The judge dismissed the jury in the involuntary manslaughter trial of Officer William Porter – the first of six officers to be tried in Gray's death – on December 16 after 16 hours of deliberations during which the jurors were unable to reach a verdict on any of the charges against the policeman.
Baltimore City Circuit Court Judge Barry Williams said an administrative judge would schedule a new trial, but said there would be no court proceedings in the case on 17 December. Gray's death triggered rioting in Baltimore and intensified a US debate on police treatment of minorities. On 16 December, scores of protesters marched through downtown Baltimore following the ruling, chanting "we have nothing to lose but our chains" and "the whole damn system is guilty as Hell." Uniformed police officers took up positions throughout the city, including by the courthouse and police headquarters, and at least two demonstrators were arrested.
Another group of protesters gathered in Gray's neighbourhood, near where a pharmacy was burned during the rioting, where they expressed disappointment at the outcome. Gray's family and officials, including Baltimore Mayor Stephanie Rawlings-Blake, called for calm, eager to avoid a replay of the unrest that followed Gray's death.
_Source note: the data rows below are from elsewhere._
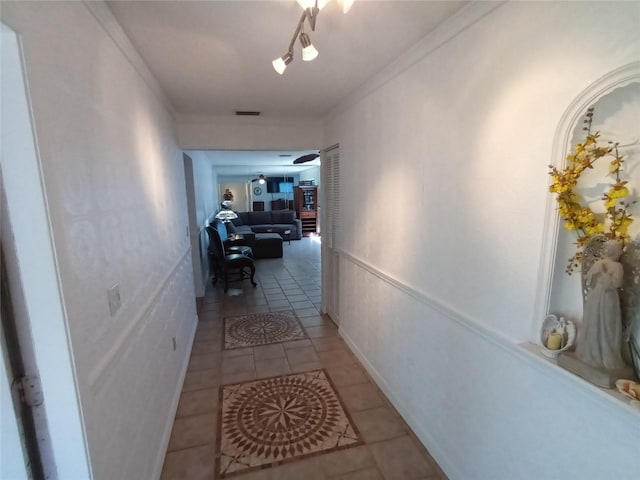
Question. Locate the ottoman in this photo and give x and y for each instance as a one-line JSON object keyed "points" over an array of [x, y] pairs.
{"points": [[267, 245]]}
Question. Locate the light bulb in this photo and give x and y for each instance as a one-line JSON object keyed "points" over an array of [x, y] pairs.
{"points": [[312, 3], [280, 64], [309, 53]]}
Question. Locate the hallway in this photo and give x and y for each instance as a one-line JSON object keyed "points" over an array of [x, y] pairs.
{"points": [[385, 447]]}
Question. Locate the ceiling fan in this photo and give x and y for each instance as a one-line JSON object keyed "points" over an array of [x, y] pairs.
{"points": [[261, 180], [306, 158]]}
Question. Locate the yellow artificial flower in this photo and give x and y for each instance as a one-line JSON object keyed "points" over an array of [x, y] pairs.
{"points": [[618, 191]]}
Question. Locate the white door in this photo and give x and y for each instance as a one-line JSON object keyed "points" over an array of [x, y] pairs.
{"points": [[330, 232]]}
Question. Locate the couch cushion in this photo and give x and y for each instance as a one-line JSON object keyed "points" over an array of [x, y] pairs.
{"points": [[283, 216], [267, 228], [259, 218], [243, 219]]}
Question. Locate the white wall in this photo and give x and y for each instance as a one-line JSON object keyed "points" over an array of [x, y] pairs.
{"points": [[247, 133], [114, 180], [460, 137]]}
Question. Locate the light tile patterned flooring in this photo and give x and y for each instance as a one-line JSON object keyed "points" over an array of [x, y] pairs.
{"points": [[390, 450]]}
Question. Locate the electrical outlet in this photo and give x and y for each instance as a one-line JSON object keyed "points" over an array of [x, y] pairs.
{"points": [[114, 299]]}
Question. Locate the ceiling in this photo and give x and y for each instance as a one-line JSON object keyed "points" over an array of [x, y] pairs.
{"points": [[213, 57]]}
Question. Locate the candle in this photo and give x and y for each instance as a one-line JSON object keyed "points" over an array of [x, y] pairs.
{"points": [[554, 341]]}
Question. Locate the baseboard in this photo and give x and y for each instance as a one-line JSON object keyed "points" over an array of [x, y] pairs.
{"points": [[447, 466], [166, 436]]}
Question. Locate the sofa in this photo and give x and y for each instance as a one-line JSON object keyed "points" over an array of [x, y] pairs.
{"points": [[274, 221]]}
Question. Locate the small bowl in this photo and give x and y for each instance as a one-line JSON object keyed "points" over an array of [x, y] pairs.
{"points": [[565, 327]]}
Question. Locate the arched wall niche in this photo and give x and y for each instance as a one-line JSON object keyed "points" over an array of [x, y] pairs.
{"points": [[616, 99]]}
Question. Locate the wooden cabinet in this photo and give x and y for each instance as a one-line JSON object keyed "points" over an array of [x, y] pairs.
{"points": [[306, 205]]}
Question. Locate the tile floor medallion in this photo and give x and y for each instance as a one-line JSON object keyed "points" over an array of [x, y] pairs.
{"points": [[267, 422], [261, 329]]}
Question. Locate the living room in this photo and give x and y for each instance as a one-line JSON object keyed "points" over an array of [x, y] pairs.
{"points": [[444, 241]]}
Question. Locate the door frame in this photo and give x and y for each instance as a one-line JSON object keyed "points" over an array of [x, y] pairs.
{"points": [[36, 279]]}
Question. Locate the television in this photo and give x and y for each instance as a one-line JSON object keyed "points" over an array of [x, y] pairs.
{"points": [[273, 185], [286, 187]]}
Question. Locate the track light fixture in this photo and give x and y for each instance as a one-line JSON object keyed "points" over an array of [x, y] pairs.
{"points": [[311, 8]]}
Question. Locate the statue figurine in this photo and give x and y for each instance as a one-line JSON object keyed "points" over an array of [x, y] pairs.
{"points": [[600, 338]]}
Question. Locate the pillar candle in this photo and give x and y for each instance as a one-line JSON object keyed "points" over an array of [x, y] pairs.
{"points": [[554, 341]]}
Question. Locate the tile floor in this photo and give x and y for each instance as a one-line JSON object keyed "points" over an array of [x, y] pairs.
{"points": [[390, 450]]}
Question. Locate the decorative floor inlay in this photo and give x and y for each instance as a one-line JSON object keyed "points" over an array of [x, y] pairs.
{"points": [[267, 422], [261, 329]]}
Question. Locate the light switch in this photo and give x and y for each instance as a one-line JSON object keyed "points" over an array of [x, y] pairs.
{"points": [[114, 299]]}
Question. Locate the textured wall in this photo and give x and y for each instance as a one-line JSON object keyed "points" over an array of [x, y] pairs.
{"points": [[114, 179], [460, 141]]}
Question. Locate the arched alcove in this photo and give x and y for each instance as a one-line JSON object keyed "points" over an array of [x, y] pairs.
{"points": [[616, 100]]}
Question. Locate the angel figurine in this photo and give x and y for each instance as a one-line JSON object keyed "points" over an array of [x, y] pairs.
{"points": [[600, 338]]}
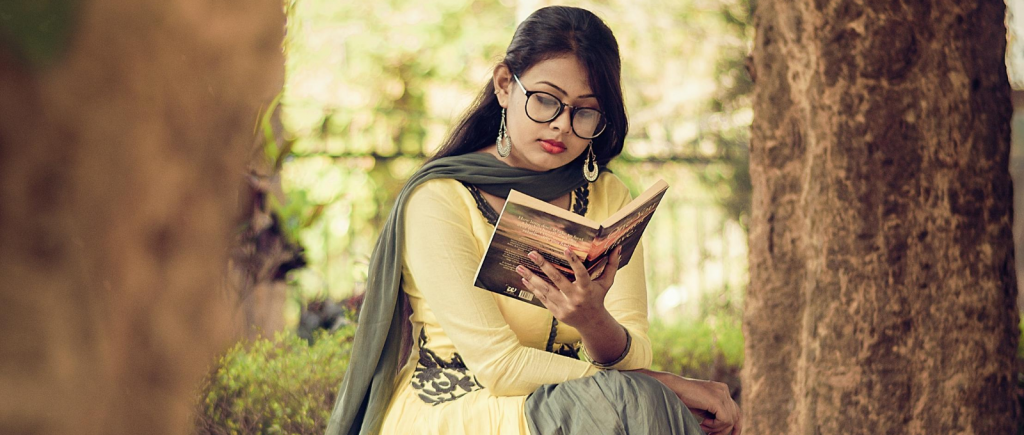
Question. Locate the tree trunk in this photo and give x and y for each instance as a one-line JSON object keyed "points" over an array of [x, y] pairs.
{"points": [[123, 141], [883, 291]]}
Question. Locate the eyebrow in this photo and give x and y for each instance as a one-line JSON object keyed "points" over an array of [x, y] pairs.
{"points": [[590, 95]]}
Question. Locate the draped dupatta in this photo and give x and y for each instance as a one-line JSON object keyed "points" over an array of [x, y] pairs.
{"points": [[369, 383]]}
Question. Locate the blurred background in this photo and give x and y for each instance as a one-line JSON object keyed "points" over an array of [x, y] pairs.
{"points": [[370, 91]]}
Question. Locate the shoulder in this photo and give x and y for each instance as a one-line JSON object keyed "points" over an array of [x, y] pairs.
{"points": [[437, 193]]}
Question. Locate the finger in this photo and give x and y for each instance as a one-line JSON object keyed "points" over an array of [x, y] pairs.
{"points": [[583, 275], [538, 286], [608, 275], [556, 276]]}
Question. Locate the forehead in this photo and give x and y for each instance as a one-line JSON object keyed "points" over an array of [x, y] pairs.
{"points": [[564, 72]]}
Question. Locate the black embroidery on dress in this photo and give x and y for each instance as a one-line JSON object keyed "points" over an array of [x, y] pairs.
{"points": [[439, 381]]}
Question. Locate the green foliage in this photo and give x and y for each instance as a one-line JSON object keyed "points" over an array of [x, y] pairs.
{"points": [[286, 386], [39, 31], [280, 386], [697, 349]]}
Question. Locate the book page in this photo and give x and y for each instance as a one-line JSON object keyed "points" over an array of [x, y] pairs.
{"points": [[521, 229]]}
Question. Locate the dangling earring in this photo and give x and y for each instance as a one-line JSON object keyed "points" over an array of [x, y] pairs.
{"points": [[504, 142], [590, 169]]}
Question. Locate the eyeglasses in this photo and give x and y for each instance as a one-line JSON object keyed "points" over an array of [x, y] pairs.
{"points": [[544, 107]]}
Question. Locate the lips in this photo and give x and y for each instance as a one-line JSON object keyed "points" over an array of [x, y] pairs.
{"points": [[553, 146]]}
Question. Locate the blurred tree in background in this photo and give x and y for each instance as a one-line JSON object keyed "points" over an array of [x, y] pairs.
{"points": [[372, 89]]}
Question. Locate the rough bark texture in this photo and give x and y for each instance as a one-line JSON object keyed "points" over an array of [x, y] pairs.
{"points": [[121, 159], [883, 291]]}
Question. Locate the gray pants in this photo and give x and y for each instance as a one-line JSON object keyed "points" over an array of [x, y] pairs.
{"points": [[610, 402]]}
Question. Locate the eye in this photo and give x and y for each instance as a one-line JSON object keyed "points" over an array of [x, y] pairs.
{"points": [[547, 100], [588, 115]]}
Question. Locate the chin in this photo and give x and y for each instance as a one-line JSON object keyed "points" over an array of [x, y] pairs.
{"points": [[544, 162]]}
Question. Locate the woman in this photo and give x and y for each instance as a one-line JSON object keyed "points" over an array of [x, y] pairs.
{"points": [[484, 363]]}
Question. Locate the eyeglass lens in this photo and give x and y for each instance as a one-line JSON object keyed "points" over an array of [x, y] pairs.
{"points": [[542, 107]]}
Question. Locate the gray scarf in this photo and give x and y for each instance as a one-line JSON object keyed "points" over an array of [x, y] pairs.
{"points": [[369, 382]]}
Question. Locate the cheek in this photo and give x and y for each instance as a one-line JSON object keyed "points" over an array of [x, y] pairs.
{"points": [[521, 127]]}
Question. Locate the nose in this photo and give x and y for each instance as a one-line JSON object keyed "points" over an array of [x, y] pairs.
{"points": [[563, 122]]}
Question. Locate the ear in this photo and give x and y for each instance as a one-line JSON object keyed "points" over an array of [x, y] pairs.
{"points": [[503, 84]]}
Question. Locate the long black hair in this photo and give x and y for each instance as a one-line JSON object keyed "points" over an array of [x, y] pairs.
{"points": [[552, 32]]}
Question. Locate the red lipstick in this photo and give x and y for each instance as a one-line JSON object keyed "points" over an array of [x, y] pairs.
{"points": [[553, 146]]}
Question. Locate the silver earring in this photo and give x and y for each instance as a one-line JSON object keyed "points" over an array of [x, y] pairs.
{"points": [[504, 142], [590, 169]]}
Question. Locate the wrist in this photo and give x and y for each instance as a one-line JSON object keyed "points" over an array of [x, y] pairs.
{"points": [[599, 325]]}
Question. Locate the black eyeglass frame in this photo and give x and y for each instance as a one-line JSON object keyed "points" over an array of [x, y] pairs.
{"points": [[603, 126]]}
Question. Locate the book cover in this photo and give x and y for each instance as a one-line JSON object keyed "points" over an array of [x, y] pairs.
{"points": [[529, 224]]}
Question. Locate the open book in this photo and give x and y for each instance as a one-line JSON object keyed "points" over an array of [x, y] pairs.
{"points": [[530, 224]]}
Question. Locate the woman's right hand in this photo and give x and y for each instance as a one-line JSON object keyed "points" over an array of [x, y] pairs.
{"points": [[706, 398]]}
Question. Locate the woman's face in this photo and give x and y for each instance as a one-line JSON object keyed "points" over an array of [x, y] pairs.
{"points": [[543, 146]]}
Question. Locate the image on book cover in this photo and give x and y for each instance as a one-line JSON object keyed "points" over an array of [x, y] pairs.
{"points": [[522, 228]]}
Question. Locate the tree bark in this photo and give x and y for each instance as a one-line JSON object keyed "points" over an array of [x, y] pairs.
{"points": [[883, 291], [123, 146]]}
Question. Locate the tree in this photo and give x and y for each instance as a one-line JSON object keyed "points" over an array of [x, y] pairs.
{"points": [[124, 131], [883, 291]]}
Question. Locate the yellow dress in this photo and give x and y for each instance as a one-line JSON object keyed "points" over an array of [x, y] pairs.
{"points": [[476, 354]]}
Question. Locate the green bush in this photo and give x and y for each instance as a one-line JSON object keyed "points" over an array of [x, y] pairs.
{"points": [[712, 349], [287, 386], [280, 386]]}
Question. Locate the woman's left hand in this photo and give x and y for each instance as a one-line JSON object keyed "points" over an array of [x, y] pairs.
{"points": [[573, 303]]}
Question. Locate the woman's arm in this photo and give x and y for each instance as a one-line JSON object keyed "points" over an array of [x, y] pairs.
{"points": [[605, 310], [441, 256]]}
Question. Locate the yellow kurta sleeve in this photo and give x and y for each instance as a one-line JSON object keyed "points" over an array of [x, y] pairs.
{"points": [[440, 258], [627, 300]]}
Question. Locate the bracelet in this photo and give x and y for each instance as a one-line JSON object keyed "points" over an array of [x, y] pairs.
{"points": [[626, 351]]}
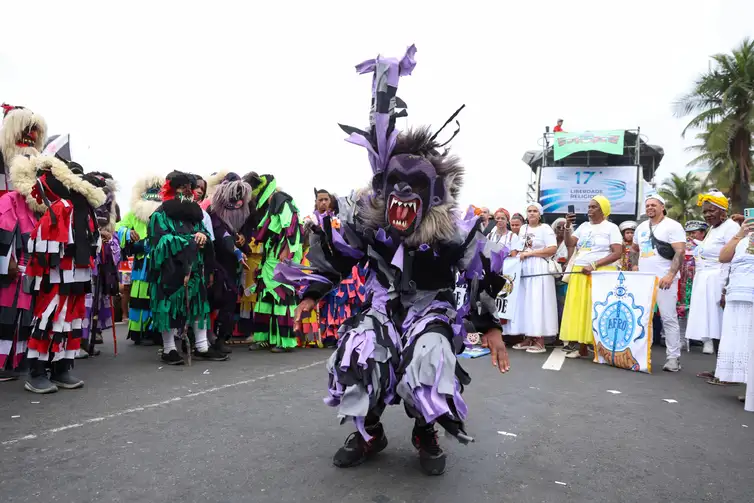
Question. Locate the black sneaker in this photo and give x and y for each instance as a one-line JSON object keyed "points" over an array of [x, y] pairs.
{"points": [[221, 347], [172, 358], [356, 450], [40, 385], [211, 355], [278, 349], [7, 375], [431, 455], [61, 375]]}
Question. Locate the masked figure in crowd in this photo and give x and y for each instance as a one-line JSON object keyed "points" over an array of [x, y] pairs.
{"points": [[132, 235], [23, 133], [105, 272], [228, 211], [280, 233], [343, 302], [180, 247], [63, 246], [19, 213], [405, 226]]}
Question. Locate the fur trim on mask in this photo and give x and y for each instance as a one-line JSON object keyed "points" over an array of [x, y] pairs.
{"points": [[144, 209], [233, 218], [94, 196], [438, 224], [14, 123], [213, 181], [23, 176]]}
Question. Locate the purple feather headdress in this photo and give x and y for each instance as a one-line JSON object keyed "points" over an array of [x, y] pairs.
{"points": [[386, 107]]}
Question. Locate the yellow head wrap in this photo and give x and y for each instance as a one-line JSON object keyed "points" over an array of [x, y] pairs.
{"points": [[604, 204], [715, 197]]}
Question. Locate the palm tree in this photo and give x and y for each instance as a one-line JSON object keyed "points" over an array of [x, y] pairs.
{"points": [[723, 100], [681, 194]]}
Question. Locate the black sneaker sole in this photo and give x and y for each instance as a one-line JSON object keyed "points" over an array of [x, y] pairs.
{"points": [[432, 471], [46, 391], [377, 449], [63, 385], [199, 356]]}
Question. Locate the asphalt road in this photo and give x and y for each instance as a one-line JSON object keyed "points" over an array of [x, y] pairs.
{"points": [[254, 429]]}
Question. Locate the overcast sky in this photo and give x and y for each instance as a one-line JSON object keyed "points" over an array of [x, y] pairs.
{"points": [[157, 86]]}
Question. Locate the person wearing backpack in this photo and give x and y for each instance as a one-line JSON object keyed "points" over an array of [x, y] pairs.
{"points": [[662, 245]]}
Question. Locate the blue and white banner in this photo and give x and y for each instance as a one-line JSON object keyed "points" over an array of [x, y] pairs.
{"points": [[560, 186], [622, 308]]}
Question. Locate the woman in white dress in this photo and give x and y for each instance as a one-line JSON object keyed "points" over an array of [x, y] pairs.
{"points": [[735, 360], [536, 315], [705, 312], [501, 235]]}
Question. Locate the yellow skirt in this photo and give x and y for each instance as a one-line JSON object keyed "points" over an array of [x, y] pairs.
{"points": [[576, 325]]}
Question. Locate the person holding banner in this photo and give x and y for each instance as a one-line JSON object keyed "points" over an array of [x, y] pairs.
{"points": [[705, 316], [662, 246], [735, 360], [598, 245], [538, 289]]}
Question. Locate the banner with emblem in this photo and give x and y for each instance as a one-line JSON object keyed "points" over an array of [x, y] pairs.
{"points": [[507, 299], [622, 307]]}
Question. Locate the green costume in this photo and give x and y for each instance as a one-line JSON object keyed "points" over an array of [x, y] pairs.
{"points": [[280, 233], [139, 314], [174, 254]]}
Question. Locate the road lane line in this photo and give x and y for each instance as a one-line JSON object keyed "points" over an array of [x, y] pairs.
{"points": [[142, 408], [556, 359]]}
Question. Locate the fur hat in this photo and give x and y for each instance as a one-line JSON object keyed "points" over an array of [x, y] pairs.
{"points": [[23, 132]]}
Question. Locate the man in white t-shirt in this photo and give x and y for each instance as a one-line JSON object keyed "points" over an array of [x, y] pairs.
{"points": [[666, 270]]}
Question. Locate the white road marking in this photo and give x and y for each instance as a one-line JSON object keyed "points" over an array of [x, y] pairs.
{"points": [[157, 404], [555, 360]]}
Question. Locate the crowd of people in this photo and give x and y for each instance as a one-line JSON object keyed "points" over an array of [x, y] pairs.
{"points": [[704, 273], [371, 274]]}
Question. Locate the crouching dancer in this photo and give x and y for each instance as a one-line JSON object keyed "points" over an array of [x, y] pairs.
{"points": [[179, 251], [404, 228]]}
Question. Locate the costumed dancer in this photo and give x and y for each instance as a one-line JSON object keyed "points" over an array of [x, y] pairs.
{"points": [[63, 245], [105, 272], [19, 212], [403, 345], [228, 211], [180, 247], [132, 235], [280, 233], [23, 133], [343, 302]]}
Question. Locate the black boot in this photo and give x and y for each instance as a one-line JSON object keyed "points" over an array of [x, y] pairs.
{"points": [[356, 450], [220, 346], [431, 455], [61, 375], [37, 382]]}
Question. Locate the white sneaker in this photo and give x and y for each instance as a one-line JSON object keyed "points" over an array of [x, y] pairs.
{"points": [[709, 347], [672, 365]]}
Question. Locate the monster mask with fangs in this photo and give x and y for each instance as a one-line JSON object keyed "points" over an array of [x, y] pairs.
{"points": [[405, 232]]}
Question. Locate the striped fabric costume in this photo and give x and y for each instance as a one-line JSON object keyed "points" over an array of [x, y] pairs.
{"points": [[132, 235], [405, 229], [63, 246], [19, 213]]}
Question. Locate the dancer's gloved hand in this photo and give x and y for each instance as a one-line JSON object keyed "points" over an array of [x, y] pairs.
{"points": [[306, 305], [494, 340]]}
Porter, 26, was charged over Gray's death from a broken neck suffered while the 25-year-old man was transported in the back of a police van. The jury of five men and seven women had said on 15 December that it was deadlocked, but Williams had told them to keep trying to reach a verdict.
Porter, who like Gray is black, was charged for having put Gray in the back of the van without seat-belting him and with being too slow to pass on his request for medical assistance. The officer's attorneys had argued that Porter may have been unaware of department policy mandating that detainees be seat-belted, which was put into place shortly before Gray's arrest.